Blanchette and more than 1,000 other Marines were killed in the Battle of Tarawa, but it was only in 2016 that the federal Defense POW/MIA Accounting Agency began exhuming some of the bodies that had been buried on the island. It was in July this year that Blanchette’s remains finally were identified by DNA.
Arrangements were made to return the body from Hawaii where the remains were being kept pending identification to Caribou to be buried next to his parents. On Friday, veterans and police escorted the remains into Maine and across the state to Caribou.
His service and sacrifice have not been forgotten, and on Monday, he was buried with full military honors.
Adria Horn, director of the Maine Bureau of Veterans’ Services, spoke of Blanchette’s military service during the funeral ceremony held graveside at the Holy Rosary Cemetery in Caribou.
“I would like to extend my sincere condolences to the family of Private Blanchette,” said Horn. “It is an honor to be asked to speak today.

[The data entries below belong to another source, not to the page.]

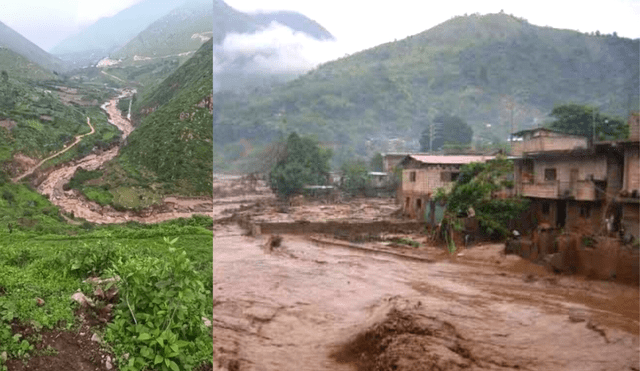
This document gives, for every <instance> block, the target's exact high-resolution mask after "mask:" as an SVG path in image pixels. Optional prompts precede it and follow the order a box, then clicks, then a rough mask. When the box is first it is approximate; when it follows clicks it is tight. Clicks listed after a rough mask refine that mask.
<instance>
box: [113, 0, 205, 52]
mask: <svg viewBox="0 0 640 371" xmlns="http://www.w3.org/2000/svg"><path fill="white" fill-rule="evenodd" d="M212 18H213V8H212V7H211V1H210V0H199V1H193V0H192V1H189V2H187V3H185V4H184V5H182V6H179V7H177V8H176V9H173V10H172V11H170V12H169V13H168V14H167V15H164V16H163V17H161V18H160V19H158V20H156V21H155V22H153V23H152V24H151V25H149V26H148V27H147V28H146V29H144V30H143V31H142V32H140V33H139V34H138V35H137V36H136V37H134V38H133V39H132V40H131V41H129V42H128V43H127V44H126V45H125V46H123V47H122V48H120V49H118V50H117V51H116V52H114V53H112V54H111V57H112V58H113V59H126V60H133V59H134V57H136V59H138V60H144V59H146V58H150V59H155V58H162V57H166V56H170V55H177V54H180V53H188V52H194V51H195V50H197V49H198V48H199V47H200V46H201V45H202V44H203V43H204V42H205V41H207V40H208V39H210V38H211V36H212V31H211V30H212V27H213V22H212Z"/></svg>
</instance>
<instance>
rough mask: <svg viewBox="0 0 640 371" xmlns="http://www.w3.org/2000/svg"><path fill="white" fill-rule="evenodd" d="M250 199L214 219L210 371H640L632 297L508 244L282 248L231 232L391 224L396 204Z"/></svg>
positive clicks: (241, 200)
mask: <svg viewBox="0 0 640 371" xmlns="http://www.w3.org/2000/svg"><path fill="white" fill-rule="evenodd" d="M234 197H235V199H236V200H239V199H240V198H239V196H238V195H235V196H234ZM250 197H251V195H246V198H245V199H244V200H239V201H237V202H236V203H235V208H234V207H233V204H234V202H233V200H232V199H231V198H228V199H227V201H228V202H227V203H226V209H224V210H220V211H219V215H217V216H215V215H214V220H217V221H218V223H216V225H214V249H213V256H214V272H213V280H214V286H213V288H214V293H213V295H214V308H213V313H214V317H213V318H214V320H213V328H214V334H213V336H214V369H218V370H255V371H271V370H273V371H276V370H313V371H317V370H358V371H361V370H405V371H406V370H462V369H464V370H638V363H639V355H638V349H639V341H638V288H637V287H633V286H626V285H621V284H618V283H613V282H605V281H589V280H585V279H583V278H580V277H575V276H561V275H554V274H552V273H548V272H547V271H545V269H543V268H542V267H540V266H537V265H535V264H532V263H530V262H528V261H525V260H522V259H521V258H519V257H517V256H513V255H507V256H505V255H504V254H502V251H503V250H504V245H499V244H487V245H481V246H476V247H473V248H471V249H468V250H464V249H463V250H460V251H458V254H460V255H459V256H458V254H456V255H454V256H450V255H449V254H448V252H446V251H445V250H443V249H441V248H437V247H433V246H426V247H425V246H424V245H425V244H424V242H425V237H424V236H421V235H419V234H413V235H409V236H407V237H412V238H413V239H416V240H418V241H420V242H421V247H419V248H417V249H413V254H422V255H423V256H425V257H428V258H429V259H430V260H433V262H431V263H430V262H424V261H418V260H416V259H404V258H402V257H401V256H398V255H389V254H386V253H371V252H367V251H363V250H355V249H351V248H349V247H346V246H345V245H347V246H348V244H344V243H337V244H333V243H330V240H331V239H333V238H335V237H340V236H334V235H330V236H323V237H322V241H324V242H323V243H318V242H316V241H319V240H320V239H318V238H313V239H312V237H313V236H309V235H304V234H296V235H291V234H284V235H282V236H281V237H282V240H281V241H279V244H274V243H273V241H274V239H273V238H271V236H268V235H258V236H249V235H248V231H247V229H246V228H245V229H243V228H241V227H240V226H239V225H238V224H236V223H235V222H236V221H238V222H240V224H243V225H245V226H246V225H250V224H251V221H252V220H255V219H261V220H272V221H276V220H289V218H291V219H296V218H301V219H305V220H322V219H325V218H327V219H330V218H331V215H332V213H333V214H334V215H336V217H338V218H341V220H344V221H347V220H349V219H350V218H354V219H355V218H360V219H361V216H362V213H360V212H358V210H360V211H362V210H367V211H366V214H368V215H370V217H371V219H372V220H375V219H378V218H384V217H386V218H391V217H390V216H389V215H388V214H387V213H388V211H389V210H390V209H393V201H388V202H387V205H384V204H383V203H381V202H380V201H379V200H376V201H374V202H371V203H370V202H369V201H367V200H355V201H350V202H345V203H341V204H324V203H320V202H315V203H308V202H307V203H305V204H302V205H300V206H282V205H278V204H276V203H275V201H274V200H273V198H262V199H261V201H259V203H258V205H257V206H253V207H251V206H250V205H249V204H250V203H251V202H250V201H249V200H250ZM223 201H224V200H223V199H219V200H217V201H216V202H217V203H221V204H222V203H223ZM253 202H255V201H253ZM367 205H370V206H367ZM375 209H377V210H379V213H378V214H379V215H378V216H376V215H374V214H375V213H374V212H373V211H372V210H375ZM327 210H328V211H330V212H329V213H327V214H324V213H323V211H327ZM348 210H352V211H353V213H351V214H350V213H349V212H348ZM282 211H286V213H283V212H282ZM382 214H387V215H386V216H384V215H382ZM371 233H372V234H376V231H371ZM382 237H384V236H382ZM383 239H384V238H383ZM327 241H329V242H327ZM276 245H278V246H276ZM361 245H362V246H365V247H369V248H371V249H378V248H380V250H383V249H382V247H384V248H388V247H389V246H390V245H389V244H388V243H383V242H375V241H373V242H365V243H362V244H361Z"/></svg>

Although 74 years have passed since the Battle of Tarawa, the service of Private Blanchette has not been forgotten.”
Horn presented Blanchette’s family with a state of Maine flag that had been flown over the Capitol, a Gold Star Award with his name inscripted on the back, a gold star lapel and pin, and a certificate that is presented to all World War II veterans for their service.
“Private Blanchette,” Horn concluded, “we are so grateful, honored, and humbled to have you home.”
Clement McDonald, Blanchette’s nephew, who sent the DNA sample to the military that ultimately led to his uncle’s remains being identified, oversaw “Brick’s” final arrangements.
McDonald, whose mother Iris was Blanchette’s sister, said the feeling is “bittersweet.”
“I got to fulfill my promise to my mother,” McDonald said. “He got to come home.”
Louann’s daughter Julie Rogers, who flew up from Mississippi, said she was impressed that technology “has come so far” as to be able to identify her uncle’s remains after all these years.
“I can’t believe they kept his remains for all that time,” Julie said. “They didn’t know about DNA back then. It was a miracle. I was happy he was found because I know my grandmother mourned all her life not knowing where he was. I’m glad he can be put by her. That was her main thing, to have him come home.”
To anyone with a relative who still is listed as missing in action, Blanchette’s family said it’s important to not give up.
“My grandma (Blanchette’s mother) always had it in her mind that she was going to find him one day,” Julie said. “Don’t give up.”
Rogers recalled that, after her brother left on the train, her mother held onto the hope that he would someday return.
“Mom would hear the sound of the train at night and say, ‘Maybe he’s coming in on this one,’” Rogers said. “She always stayed up until the ten o’clock train came in. She never went to bed before that.”